The incidence of diabetes is predicted to increase to 21% by 2050. Currently, one third of US adults are obese and over 11% of these individuals have diabetes. Due to the growing need for therapeutic intervention to control and/or stabilize this increase in the incidence of diabetes in Western communities, gaining a comprehensive understanding of the association between obesity and Type 2 diabetes has become increasingly important to diabetes research. The increased cell senescence associated with diabetes has been associated with the limited ability of cells to divide, with indication of telomere shortening and genomic instability of the cells. Obese individuals have shorter telomeres suggesting an inverse relationship between adiposity and telomere length.

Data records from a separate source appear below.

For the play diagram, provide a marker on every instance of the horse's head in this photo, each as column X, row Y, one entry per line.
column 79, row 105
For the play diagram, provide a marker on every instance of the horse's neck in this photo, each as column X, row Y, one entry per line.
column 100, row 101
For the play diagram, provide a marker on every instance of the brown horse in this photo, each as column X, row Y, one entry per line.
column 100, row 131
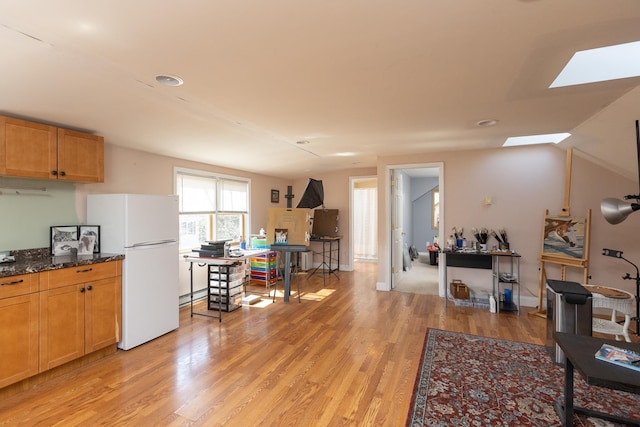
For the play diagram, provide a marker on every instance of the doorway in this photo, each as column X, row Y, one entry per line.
column 417, row 201
column 364, row 219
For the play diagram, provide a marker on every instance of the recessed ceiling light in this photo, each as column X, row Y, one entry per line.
column 601, row 64
column 554, row 138
column 168, row 80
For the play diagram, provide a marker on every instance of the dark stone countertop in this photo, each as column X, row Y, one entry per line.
column 37, row 260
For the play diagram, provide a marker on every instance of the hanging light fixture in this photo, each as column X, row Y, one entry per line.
column 614, row 210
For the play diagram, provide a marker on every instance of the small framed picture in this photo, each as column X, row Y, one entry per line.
column 275, row 196
column 89, row 239
column 64, row 238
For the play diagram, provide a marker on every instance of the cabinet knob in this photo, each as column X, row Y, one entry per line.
column 15, row 282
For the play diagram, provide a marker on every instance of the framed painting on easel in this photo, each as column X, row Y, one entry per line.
column 565, row 237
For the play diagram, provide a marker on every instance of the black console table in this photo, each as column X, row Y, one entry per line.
column 580, row 353
column 487, row 261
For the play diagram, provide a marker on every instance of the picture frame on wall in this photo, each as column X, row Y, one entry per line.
column 89, row 239
column 64, row 238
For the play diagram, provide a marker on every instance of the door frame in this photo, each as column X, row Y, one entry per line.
column 352, row 182
column 391, row 207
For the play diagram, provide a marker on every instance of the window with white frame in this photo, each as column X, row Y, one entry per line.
column 212, row 207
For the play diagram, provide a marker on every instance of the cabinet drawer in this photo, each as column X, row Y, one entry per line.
column 80, row 274
column 23, row 284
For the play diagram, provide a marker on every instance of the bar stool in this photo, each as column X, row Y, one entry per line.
column 616, row 300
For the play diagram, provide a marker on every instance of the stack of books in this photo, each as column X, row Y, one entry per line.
column 619, row 356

The implication that Type 2 diabetes has on biological aging is of particular interest since telomere shortening in obesity and diabetes has been associated with an early risk for dementia and even progression to Alzheimer’s disease (AD). Lifestyle, nutrition and longevity are closely related and cellular senescence has been associated with telomere shortening and connected to longevity. Diet, cholesterol lowering drugs and exercise that control food intake and glucose tolerance in aging and diabetic individuals, via connections between liver circadian clocks and the suprachiasmatic nucleus in the brain, also have been shown to alter telomere lengths. Lifestyle interventions, such as diets low in fat and exercise, target the rise in obesity and associated telomere shortening by delaying or preventing the onset of Type 2 diabetes. The implementation of these anti-aging therapies early in life may prevent calorie overload and activation of calorie sensitive genes such as Sirtuin 1 (Sirt1). This may maintain telomere length and the control of obesity, which is linked to cardiovascular disease, diabetes and accelerates aging and AD.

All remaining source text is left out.